I dream of a million teacher march, and we should ask for more than post-it notes, stickers, and index cards. Our wish list is political; we can be a powerful force for change even while we inspire children to be the change. We want more than a comedy on ABC—exceptional as it is; we want a march on Washington DC that is going to muster the respect and the love we deserve. I want to lock arms with teacher pals all over the country, and I want us to galvanize one another, and to raise our voices well past voice level 5. We need to share resources, book sets, and most importantly, we need a shared resolve.
I think the reasons for marching are many and the issues facing education world are numerous. This op-ed will not do justice to the concentric circles of chaos we call a job description.
These are just some of the things teachers carry: we are leaving the profession in droves. We are depressed, overwhelmed, and frustrated. We lack support and agency. We know what works for the children in our care, but sometimes it feels like we’re the only people who care. We are bearing one another’s burdens, and like dominoes, we are all falling down.

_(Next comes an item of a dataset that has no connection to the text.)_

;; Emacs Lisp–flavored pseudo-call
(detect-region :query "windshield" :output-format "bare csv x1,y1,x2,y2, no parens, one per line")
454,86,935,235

While teacher life is difficult, our students are suffering more. Our sons come to class with dad-shaped holes, our daughters are raising their siblings, our students are criminalized, policed, and suspended; our students are filling out mindless packets, studying their colonizers, and getting ready for either cubicle land or prison. 70 percent of girls of color in a classroom have adverse childhood experiences. Students are not learning anything via Zoom, and they are longing for socialization. My nephew asked his friend via Zoom: “Remember that time we had popcorn together?” Students come to class for love more than anything else, and teachers are lolling like empty piñatas because we’re pouring from an empty cup.
Teachers need to be like coals of fire: together we glow, but separate, we grow cold. I have the utmost respect for teachers who are leaving the profession; the entire world is justifying the flight, and I wish you prosperity and fulfillment. But I’m going to stick around, and I know there are other like-hearted educators out there. I know they are ready to come together to both lift up a standard against the issues assailing the walls of the profession, and standing in the gap for the students who desperately need us.
Your homework is to persevere, to finish strong, to be the teacher you were when you first began, to pace yourself so you don’t burn out, and to spend the summer mobilizing with other educators across the country, to march for a better future.